Oklahoma has passed Louisiana as the state with the highest incarceration rate in the country, a new study reports.
Oklahoma’s incarceration rate is 1,079 per 100,000 population. Louisiana’s is 1,052 per 100,000, the Prison Policy Initiative study reported in May.
The Associated Press story reported Oklahoma also incarcerates at a higher rate than all countries with a population of at least 500,000.
Nonetheless, Oklahoma Gov. Mary Fallin has signed legislation designed to reduce the state’s prison population, the AP reports.
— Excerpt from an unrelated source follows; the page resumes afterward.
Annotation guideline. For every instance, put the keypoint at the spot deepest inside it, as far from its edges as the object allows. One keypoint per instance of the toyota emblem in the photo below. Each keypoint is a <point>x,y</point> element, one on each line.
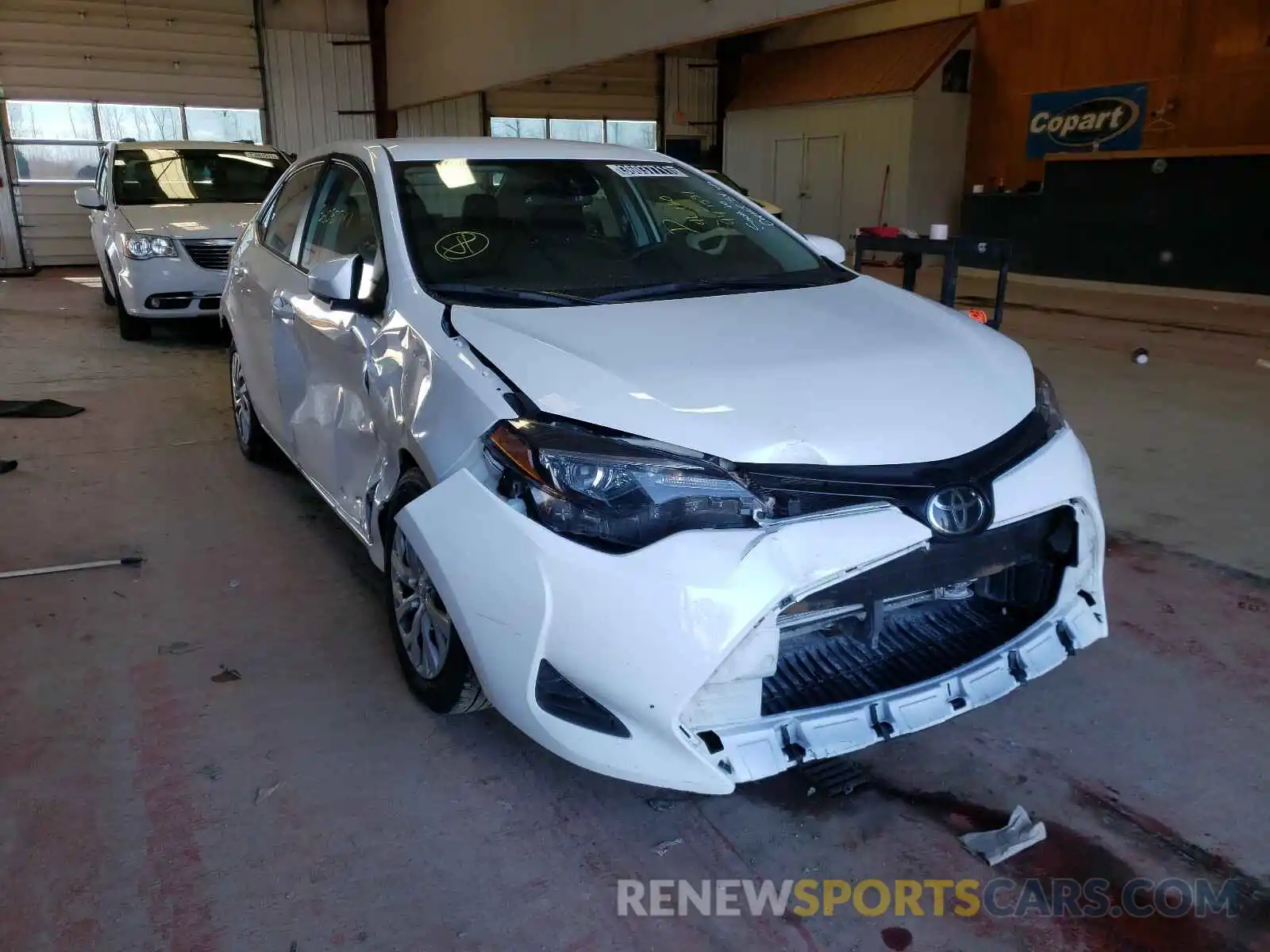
<point>956,511</point>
“The Department of Corrections is underfunded …but because they don’t have adequate resources, we’re simply warehousing individuals,” said Kris Steele, chairman of Oklahomans for Criminal Justice Reform.
Three-fourths of the total prison population were convicted of nonviolent offenses.
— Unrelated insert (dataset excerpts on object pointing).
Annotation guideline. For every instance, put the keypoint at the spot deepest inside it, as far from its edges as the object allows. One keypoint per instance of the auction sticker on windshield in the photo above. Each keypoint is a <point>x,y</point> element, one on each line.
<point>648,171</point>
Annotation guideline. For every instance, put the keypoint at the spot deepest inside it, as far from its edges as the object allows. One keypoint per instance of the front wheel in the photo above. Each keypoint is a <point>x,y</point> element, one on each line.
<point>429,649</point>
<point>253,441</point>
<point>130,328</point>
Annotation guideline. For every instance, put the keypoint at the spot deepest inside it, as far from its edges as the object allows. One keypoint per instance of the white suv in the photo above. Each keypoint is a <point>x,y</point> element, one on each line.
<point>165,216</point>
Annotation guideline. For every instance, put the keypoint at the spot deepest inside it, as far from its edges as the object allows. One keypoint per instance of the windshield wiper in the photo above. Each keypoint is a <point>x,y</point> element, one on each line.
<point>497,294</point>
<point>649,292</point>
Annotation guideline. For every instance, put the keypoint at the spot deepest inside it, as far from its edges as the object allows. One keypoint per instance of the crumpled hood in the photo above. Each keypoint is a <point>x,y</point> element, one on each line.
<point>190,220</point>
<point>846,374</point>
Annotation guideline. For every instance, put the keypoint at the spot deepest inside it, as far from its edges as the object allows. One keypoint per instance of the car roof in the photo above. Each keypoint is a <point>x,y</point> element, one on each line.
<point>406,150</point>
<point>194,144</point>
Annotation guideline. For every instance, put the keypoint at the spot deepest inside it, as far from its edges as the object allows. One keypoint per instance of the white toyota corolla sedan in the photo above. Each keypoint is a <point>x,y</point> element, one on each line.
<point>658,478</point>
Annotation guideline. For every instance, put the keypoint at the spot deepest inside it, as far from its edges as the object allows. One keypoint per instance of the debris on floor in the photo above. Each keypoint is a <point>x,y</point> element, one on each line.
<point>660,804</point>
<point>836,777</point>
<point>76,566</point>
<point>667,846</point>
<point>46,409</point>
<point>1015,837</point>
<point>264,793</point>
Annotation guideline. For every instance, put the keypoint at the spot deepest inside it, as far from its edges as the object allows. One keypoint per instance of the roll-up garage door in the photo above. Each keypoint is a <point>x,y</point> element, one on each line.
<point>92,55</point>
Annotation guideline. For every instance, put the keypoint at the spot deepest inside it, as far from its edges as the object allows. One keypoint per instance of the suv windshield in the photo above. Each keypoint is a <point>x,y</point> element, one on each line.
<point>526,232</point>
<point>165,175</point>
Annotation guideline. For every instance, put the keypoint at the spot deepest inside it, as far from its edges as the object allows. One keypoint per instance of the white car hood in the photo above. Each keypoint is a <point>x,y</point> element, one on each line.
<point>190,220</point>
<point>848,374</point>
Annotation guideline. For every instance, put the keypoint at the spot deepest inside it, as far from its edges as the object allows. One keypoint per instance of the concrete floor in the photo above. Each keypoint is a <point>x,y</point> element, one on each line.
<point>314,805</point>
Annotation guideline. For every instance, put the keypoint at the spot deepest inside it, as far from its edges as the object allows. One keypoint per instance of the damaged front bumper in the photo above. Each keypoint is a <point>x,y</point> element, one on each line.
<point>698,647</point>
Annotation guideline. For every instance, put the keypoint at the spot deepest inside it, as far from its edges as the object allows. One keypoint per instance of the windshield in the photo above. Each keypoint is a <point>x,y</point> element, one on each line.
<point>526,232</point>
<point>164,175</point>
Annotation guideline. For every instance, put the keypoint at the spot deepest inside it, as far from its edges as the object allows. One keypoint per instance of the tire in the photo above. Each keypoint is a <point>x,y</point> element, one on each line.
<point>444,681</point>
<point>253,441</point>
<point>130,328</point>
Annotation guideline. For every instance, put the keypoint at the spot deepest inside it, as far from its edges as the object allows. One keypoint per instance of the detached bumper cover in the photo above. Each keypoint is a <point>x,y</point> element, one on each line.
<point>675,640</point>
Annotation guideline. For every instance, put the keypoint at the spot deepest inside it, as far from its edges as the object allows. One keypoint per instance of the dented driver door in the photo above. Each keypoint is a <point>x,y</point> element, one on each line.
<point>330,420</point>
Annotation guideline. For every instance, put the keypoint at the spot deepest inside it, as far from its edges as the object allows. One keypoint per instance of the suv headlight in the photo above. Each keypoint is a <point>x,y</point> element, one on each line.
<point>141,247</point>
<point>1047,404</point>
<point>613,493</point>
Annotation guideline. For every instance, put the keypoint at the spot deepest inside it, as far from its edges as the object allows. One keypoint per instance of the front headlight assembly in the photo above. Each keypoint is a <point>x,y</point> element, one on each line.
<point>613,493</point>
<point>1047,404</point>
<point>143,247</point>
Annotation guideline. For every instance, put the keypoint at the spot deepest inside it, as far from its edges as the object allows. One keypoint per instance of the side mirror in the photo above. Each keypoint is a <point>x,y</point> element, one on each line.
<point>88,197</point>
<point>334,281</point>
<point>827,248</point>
Correspondingly, Oklahoma District Attorneys Council president Kevin Buchanan questioned the report’s methodology.
“Where I disagree is what constitutes a nonviolent offense or what constitutes an offender who is amenable to reform,” he said. “Not everybody wants to reform.”
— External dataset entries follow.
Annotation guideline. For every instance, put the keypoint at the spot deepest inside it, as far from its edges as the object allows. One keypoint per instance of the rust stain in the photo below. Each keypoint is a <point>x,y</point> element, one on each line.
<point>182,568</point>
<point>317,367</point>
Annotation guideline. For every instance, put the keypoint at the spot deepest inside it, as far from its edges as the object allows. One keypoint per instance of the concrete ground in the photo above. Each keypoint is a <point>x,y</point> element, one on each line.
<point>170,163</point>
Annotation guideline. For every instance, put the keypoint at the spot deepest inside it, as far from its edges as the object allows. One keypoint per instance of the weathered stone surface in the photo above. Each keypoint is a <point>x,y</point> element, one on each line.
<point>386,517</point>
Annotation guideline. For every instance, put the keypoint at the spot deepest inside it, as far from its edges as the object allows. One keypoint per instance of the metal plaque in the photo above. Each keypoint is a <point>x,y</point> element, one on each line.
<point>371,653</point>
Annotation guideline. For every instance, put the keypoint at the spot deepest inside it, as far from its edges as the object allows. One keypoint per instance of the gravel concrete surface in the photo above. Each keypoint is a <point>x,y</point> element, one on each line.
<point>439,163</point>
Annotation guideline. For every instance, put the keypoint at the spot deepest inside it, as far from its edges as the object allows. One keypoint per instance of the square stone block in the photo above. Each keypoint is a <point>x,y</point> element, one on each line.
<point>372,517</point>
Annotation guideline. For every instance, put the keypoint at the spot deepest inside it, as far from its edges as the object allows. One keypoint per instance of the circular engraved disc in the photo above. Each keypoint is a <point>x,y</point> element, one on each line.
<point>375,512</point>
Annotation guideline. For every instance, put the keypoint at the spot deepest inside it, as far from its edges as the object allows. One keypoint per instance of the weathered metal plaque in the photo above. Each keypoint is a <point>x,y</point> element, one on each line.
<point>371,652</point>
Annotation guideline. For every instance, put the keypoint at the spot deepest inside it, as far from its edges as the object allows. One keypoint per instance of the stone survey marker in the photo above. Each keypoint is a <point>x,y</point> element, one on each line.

In 2017, Louisiana reconstituted its criminal justice laws, which resulted in the reversal of its incarceration rate, said Steele. In comparison, Oklahoma is applying legislation that would slow its incarceration rate, not reduce it, critics say.
The president of the Tulsa Regional Chamber, Mike Neal, said it is even more imperative that Oklahoma continue prioritizing and passing justice reform bills to reduce the state’s incarceration rate.
PPI’s “Correctional Control: Incarceration and Supervision by State” is the first report to aggregate data on all types of correctional control nationwide.